I’m not an apologist for any policy, but the current administration in Serbia doesn’t bring into question the integrity of Bosnia-Herzegovina and its founding principles. Maintaining intensive cultural, scientific, political and economic links with Republika Srpska, and in parallel also working sincerely to improve good neighbourly relations with B-H, is an obligatory matter and not choice. Of course, this is a two-way street.
As for SANU, the only two institutions named as strategic partners in its Statute are Matica Srpska and the Academy of Sciences and Arts of Republika Srpska. And we have been sincerely committed to that!
In the fierce controversy that you
sparked at the very start of your SANU mandate by expressing your stance on the fate of Kosovo, you stressed that Serbia would have to fight “tooth and nail” for that which represents the cultural, historical and psychological foundations of Serbia in Kosovo. How would you comment on Priština’s attempts – seemingly aided by the international community – to find a compromise on this cultural and historical heritage by calling it Kosovan instead of Serbian?
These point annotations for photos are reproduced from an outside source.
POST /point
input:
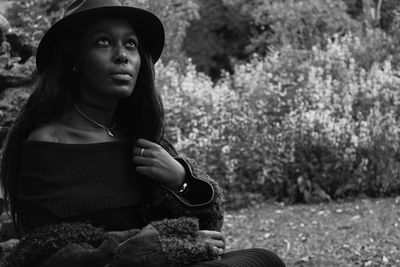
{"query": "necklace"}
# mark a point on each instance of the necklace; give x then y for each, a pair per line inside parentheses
(108, 129)
(95, 106)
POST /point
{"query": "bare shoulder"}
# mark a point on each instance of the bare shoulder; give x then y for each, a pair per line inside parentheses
(46, 133)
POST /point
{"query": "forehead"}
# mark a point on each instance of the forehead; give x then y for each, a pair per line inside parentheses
(110, 25)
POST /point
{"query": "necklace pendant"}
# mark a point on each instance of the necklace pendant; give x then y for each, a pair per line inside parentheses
(109, 132)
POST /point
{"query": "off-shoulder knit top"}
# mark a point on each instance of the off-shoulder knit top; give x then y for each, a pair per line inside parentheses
(94, 182)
As things tend to repeat in my experience, this interview is also being slowly flooded with political questions. As such, I am, as a political illiterate, forced to repeat that every political statement made in this interview is my private and completely personal statement, as a citizen informed to the average extent, and can in no way be connected with SANU.
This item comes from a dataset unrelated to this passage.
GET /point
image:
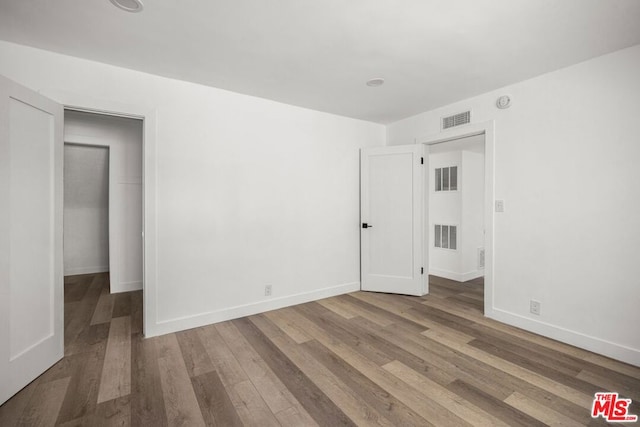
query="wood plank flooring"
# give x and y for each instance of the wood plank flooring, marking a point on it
(356, 359)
But let me return to your question! This is about aggressive and poorly disguised hypocrisy. This is rather a violent change of cultural, ethnic and religious context in one territory than it is any kind of “compromise”?
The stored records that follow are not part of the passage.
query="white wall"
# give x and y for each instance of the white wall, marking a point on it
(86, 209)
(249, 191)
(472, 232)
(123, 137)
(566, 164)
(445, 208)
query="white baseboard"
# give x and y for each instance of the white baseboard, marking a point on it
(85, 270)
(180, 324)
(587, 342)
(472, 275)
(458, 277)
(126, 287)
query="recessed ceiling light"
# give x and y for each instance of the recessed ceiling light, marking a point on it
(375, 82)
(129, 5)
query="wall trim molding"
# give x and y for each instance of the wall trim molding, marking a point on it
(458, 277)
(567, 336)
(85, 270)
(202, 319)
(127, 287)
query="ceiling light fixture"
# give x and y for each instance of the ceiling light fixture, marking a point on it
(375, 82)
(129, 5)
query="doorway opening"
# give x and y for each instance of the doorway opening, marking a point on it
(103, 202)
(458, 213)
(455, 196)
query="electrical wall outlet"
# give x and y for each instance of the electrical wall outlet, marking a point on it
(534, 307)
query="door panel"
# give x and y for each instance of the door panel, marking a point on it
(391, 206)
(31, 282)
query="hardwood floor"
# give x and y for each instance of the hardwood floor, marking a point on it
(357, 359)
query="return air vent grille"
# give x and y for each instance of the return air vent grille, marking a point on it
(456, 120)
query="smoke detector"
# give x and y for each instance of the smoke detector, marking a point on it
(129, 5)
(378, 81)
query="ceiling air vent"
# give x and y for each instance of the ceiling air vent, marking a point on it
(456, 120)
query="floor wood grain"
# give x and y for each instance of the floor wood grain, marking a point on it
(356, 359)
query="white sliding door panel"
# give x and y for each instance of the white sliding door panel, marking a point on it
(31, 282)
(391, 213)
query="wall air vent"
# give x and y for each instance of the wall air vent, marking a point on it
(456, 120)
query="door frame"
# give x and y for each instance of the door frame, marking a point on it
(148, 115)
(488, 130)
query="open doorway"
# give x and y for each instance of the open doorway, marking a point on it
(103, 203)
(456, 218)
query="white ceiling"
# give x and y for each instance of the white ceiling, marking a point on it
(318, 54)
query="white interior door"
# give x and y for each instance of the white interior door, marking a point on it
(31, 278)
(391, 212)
At SANU we’re attempting to use various activities to impact on these particular issues. Partly by promoting our heritage in Kosovo and Metohija (KiM) (just to remind readers of the capital exhibition and monograph covering our cultural and artistic heritage in KiM, the upcoming exhibition and accompanying texts about Gračanica being prepared for the end of 2022, as well as a study on demographic movements on that territory, and much, much more). We had a conference a few months ago on international modalities for preserving these values in KiM, attended by dozens of competent lecturers. An anthology of their works will soon be published. Those wanting to hear had something to hear – those wanting to read will have something to read. And learn!
You’ve noted that you consider the EU
pathway as being the most rational for Serbia. In light of the war in Ukraine, we’ve once again heard discussion of the need for Serbia to make a clear commitment to the EU, which implies distancing itself from Russia, and on the other hand, with the EU possibly deciding to speed up the accession process for the countries of the Western Balkans. How do you see that geopolitical crossroads?
As an individual, I haven’t changed my mind. This “geopolitical crossroads”, as you call it, is perhaps the biggest tectonic shift in Europe during the last 60-70 years, and to me, as a layman, it seems to be even bigger than the fall of the Berlin Wall. The creation of grotesque divisions is underway, but also stronger integrations. I fear that, surprised and confused, with the ideologizing of the problem of Buridan’s ass, we will become European loners.
I believe that the decisions that will be made, if they aren’t already being made, cannot be left down to one man, one party, one segment of society – these are those moments in history when it is necessary to resort to the informed (I insist, informed!) division of responsibility for possible decisions between political actors, organisations, institutions and individuals with something relevant to say on this issue.